Le temps est à l’orage, les abeilles sont nerveuses. Et puis, sur ce toit-terrasse du XVe arrondissement de Paris, il y a vraiment trop de monde. Entre les étudiants du Cordon bleu, l’école de cuisine dont le potager suspendu héberge trois ruches, l’équipe de télé et les photographes et journalistes de deux médias nationaux, dont Les Jours, on sent que ça va mal finir. L’apiculteur Audric de Campeau a beau savoir vendre son image, il ne sait plus où donner des antennes. Tiens, pif ! C’est une étudiante en veste de cuisine qui s’est pris le premier dard sur le cuir chevelu. Et là, paf ! C’est au tour d’Audric de Campeau lui-même. Il faut dire qu’il travaille sans vareuse, en canotier muni d’une voilette. « C’est ça, le marketing, c’est raconter une histoire vraie : mon canotier, c’est mon uniforme, je porte la veste de ville, j’incarne le vieux Paris », nous expliquait-il par téléphone au volant de sa voiture, de retour de Suisse où il réside.
Il faut bien donner un peu de sa personne pour être une star dans son domaine.
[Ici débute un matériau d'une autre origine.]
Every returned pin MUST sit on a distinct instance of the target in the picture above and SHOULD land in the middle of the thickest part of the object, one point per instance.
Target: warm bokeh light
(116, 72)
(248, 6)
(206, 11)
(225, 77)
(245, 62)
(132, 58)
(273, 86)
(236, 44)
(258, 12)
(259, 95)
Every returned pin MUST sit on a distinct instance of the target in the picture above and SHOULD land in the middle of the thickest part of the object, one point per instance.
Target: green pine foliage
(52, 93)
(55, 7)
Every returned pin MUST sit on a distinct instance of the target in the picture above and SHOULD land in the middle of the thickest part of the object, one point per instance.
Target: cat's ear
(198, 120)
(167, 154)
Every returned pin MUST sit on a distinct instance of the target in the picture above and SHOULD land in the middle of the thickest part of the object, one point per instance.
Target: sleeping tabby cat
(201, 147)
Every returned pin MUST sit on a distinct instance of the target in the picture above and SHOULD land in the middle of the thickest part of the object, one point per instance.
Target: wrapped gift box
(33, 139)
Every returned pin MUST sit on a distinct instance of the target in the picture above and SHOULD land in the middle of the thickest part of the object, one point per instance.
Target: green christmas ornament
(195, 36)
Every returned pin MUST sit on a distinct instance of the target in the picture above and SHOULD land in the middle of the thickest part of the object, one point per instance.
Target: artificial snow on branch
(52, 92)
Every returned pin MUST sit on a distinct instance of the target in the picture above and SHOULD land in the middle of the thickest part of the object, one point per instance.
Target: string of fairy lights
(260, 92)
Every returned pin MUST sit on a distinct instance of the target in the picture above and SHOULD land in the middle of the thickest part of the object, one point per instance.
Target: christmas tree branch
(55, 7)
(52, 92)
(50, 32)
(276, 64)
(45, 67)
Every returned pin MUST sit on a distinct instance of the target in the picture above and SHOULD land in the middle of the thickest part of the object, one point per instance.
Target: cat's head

Même si le chien Filou, un beagle de 13 ans qui dispose de sa propre voilette, commence à en avoir gros sur la truffe de prendre la pose sur le toit d’une ruche devant un pot siglé « Le miel de Paris », le beau cliché de l’apiculteur urbain paye. Entre 9 et 16 euros les 125 grammes de miel très exactement, soit 72 à 128 euros le kilo. Un prix d’épicerie de luxe pour ce miel produit au-dessus du bitume parisien. Ça tombe bien, on le trouve chez Fauchon ou à la Grande épicerie du Bon Marché. Inutile de le chercher après Noël en revanche, c’est en rupture de stock. « Certains pensent que c’est une arnaque, mais l’apiculture urbaine est difficile, assure Audric de Campeau. Le temps passé dans les bouchons, dans les escaliers, ça se paye. Quand on veut en vivre, il faut bien vendre son miel. Et puis, c’est l’image de Paris. » Dix ans après sa naissance, sa petite entreprise compte trois salariés à plein temps et dégage un chiffre d’affaire de 250 000 euros. Elle a installé quelque 250 ruches sur une cinquantaine de sites, parmi lesquels les Invalides, les toits du musée d’Orsay, ceux de la place Vendôme, ceux de la Monnaie de Paris, etc.
Le buzziness est-il bon pour Maya ? À n’en pas douter, il y a, au détour des trottoirs des villes et en particulier de la capitale, de quoi se faire un festin de reine, même pour de simples ouvrières.